Sei que a inveja não é uma coisa boa, mas quando li
que, por 17 votos a favor e 14 contra, o Senado uruguaio aprovou na
quarta-feira projeto de lei que descriminaliza o aborto no país, confesso que
senti um certo mal-estar por ver que esse pequenino vizinho do Brasil é capaz
de estar anos-luz à nossa frente em certas questões, como nesse caso - ou na
discussão que o Parlamento uruguaio faz em relação à estatização da produção e
do comércio da maconha.
Os méritos para esses avanços sociais vão, em grande parte, para o
presidente José Pepe Mujica, o ex-guerrilheiro Tupamaro que está trazendo o
Uruguai para a modernidade.
Mujica é um caso raro entre os governantes latino-americanos, talvez de
todo o mundo. O seu ar bonachão, de alguém completamente desprendido dos ritos
do cargo, esconde um caráter tenaz de quem pretende fazer uma transformação
profunda em seu país.
Mujica ficou famoso quando a imprensa mundial destacou que ele recebe
US$ 12.500 mensais por seu trabalho como presidente, mas que doa 90% de seu salário
para ONGs e pessoas carentes. Seu carro é um Fusca e ele mora num sítio nos
arredores de Montevidéu e para ele o restante que sobra do seu salário é o
suficiente para se manter. “Esse dinheiro me basta, e tem que bastar porque há
outros uruguaios que vivem com bem menos”, diz.
Mas voltando à inveja...
Não posso deixar de lamentar que no Brasil, uma superpotência econômica,
territorial e demográfica se comparado ao Uruguai, a campanha eleitoral para a
capital do Estado mais rico da federação, e ela mesmo uma das metrópoles mais
importantes do mundo, esteja centrada em um tema medieval como a
homossexualidade, com um dos candidatos se comportando como um fanático de
extrema-direita, desses que a gente só acreditava existir nas piores obras de
ficção.
Enquanto isso, o Uruguai se transforma no segundo país da América do Sul
(depois da Guiana) a permitir o aborto por qualquer mulher que deseje fazê-lo,
até a décima segunda semana de gestação.
Antes de entrar em vigor, a lei precisa passar por sanção do presidente
Pepe Mujica, mas ele já avisou, em reiteradas declarações, que não vetará a
decisão tomada pelo Parlamento.
De acordo com estimativas de organizações sociais são feitos cerca de 30
mil abortos por ano no Uruguai.
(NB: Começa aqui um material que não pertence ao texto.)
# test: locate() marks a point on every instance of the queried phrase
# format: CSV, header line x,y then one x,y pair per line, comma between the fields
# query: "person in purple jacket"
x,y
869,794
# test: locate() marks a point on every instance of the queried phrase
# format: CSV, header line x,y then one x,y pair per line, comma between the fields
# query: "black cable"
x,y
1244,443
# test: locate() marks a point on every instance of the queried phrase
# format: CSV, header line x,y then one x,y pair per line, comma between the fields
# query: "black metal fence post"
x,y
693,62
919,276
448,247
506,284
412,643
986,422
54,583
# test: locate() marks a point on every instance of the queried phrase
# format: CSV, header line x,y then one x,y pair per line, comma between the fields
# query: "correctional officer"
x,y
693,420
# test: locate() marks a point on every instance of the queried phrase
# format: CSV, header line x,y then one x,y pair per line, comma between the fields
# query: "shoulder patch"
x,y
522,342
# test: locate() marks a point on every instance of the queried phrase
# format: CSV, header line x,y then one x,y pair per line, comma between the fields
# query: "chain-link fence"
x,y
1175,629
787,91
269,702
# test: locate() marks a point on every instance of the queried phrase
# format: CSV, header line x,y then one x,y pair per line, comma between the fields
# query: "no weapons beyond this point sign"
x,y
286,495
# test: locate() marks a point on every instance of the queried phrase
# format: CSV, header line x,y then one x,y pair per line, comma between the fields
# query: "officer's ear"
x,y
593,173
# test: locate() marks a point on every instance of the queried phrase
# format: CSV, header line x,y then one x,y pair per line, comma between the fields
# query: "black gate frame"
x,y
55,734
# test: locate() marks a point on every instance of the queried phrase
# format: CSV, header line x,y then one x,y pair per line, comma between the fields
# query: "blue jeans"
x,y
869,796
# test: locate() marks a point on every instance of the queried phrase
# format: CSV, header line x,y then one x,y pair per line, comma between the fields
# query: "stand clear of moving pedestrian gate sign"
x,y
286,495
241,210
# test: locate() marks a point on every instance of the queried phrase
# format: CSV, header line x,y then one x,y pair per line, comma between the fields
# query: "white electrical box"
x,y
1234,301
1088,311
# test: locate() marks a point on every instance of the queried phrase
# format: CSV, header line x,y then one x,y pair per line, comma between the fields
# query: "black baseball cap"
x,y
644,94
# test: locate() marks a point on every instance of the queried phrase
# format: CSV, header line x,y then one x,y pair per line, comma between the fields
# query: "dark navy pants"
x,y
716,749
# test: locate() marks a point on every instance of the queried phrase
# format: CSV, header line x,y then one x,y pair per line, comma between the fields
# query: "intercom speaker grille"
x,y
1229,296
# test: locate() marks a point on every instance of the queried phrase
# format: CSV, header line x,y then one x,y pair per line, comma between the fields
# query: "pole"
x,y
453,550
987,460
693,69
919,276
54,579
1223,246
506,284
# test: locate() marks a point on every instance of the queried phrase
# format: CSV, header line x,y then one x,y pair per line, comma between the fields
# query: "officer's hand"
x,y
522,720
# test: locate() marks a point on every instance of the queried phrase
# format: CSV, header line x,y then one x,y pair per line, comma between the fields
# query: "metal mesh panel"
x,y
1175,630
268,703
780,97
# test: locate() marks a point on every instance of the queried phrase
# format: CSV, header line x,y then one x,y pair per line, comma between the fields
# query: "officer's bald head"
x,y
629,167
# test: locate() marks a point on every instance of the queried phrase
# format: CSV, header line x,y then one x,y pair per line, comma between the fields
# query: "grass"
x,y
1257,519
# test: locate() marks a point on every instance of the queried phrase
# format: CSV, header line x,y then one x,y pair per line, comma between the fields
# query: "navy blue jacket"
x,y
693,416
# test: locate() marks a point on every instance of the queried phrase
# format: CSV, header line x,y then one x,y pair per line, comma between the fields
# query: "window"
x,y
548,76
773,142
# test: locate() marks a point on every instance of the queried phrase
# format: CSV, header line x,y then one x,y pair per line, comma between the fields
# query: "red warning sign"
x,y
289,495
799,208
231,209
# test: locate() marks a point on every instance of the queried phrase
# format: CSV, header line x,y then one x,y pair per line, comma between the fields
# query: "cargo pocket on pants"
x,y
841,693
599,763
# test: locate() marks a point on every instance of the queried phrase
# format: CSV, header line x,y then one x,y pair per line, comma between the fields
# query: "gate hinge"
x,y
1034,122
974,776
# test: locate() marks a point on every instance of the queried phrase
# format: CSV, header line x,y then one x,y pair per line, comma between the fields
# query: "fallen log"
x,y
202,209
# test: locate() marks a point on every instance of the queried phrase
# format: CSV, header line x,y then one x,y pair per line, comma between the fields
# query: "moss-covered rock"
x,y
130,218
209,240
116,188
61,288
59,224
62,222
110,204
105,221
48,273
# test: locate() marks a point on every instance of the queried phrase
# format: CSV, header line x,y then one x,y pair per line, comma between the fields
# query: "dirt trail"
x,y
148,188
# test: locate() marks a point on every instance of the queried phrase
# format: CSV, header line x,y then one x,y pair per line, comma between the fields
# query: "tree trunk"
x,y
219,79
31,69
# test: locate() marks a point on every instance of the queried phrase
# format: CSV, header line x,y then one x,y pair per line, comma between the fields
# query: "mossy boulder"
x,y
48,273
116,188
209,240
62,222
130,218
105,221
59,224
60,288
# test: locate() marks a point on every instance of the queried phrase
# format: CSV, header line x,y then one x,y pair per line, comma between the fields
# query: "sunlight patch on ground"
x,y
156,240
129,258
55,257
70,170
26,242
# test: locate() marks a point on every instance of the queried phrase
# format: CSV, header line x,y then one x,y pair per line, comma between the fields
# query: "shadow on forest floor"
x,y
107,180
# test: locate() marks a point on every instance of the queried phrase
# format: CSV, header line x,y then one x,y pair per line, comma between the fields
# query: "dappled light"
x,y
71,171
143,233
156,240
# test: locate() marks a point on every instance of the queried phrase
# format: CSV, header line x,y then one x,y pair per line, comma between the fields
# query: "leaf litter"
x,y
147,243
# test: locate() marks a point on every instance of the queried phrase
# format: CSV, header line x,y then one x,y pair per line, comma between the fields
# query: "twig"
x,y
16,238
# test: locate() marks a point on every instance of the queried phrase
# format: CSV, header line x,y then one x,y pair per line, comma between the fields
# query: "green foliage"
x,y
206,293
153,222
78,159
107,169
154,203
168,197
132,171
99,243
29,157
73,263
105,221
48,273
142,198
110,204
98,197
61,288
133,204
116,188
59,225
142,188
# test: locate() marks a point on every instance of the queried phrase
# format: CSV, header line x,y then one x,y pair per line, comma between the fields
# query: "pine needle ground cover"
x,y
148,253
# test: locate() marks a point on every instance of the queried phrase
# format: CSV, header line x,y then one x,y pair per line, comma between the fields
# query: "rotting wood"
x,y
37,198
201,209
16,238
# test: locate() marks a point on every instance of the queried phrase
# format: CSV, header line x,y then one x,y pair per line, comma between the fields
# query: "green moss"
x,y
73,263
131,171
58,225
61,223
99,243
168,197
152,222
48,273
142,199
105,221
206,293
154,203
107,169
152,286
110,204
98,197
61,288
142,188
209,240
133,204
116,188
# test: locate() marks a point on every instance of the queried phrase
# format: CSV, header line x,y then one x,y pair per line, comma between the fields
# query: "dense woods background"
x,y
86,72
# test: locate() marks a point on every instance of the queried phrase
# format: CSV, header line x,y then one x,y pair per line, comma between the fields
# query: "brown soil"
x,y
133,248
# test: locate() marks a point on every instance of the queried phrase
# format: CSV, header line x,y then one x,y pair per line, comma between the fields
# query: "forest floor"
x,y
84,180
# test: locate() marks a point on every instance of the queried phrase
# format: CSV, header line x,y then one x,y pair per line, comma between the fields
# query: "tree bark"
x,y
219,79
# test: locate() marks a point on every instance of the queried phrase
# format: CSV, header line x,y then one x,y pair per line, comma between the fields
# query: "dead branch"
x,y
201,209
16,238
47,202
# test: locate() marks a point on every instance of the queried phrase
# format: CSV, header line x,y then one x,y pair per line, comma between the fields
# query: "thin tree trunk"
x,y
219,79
Segundo o Ministério da Saúde, no ano passado,
46.706 crianças nasceram no país.
O projeto não legaliza o aborto, mas sim impede que a interrupção da
gravidez por parte de cidadãs uruguaias seja tratada como crime. A decisão
final pode ser tomada pela gestante depois de ter sido observado um processo
obrigatório de consulta a três profissionais vinculados ao sistema de saúde
local e desde que o aborto seja praticado por centros de saúde registrados.
Entre 1934 e 1938, o aborto foi legal no Uruguai. E, desde a reabertura
democrática (1985), todas as legislaturas apresentaram projetos a respeito.
O projeto aprovado é resultado de um extenso vaivém do texto na Câmara e
no Senado uruguaios. Em 2008, o então presidente Tabaré Vázquez vetou os artigos da Lei de Saúde Sexual e Reprodutiva que
estabeleciam a descriminalização do aborto.
Agora, com Pepe Mujica, as coisas vão mudar.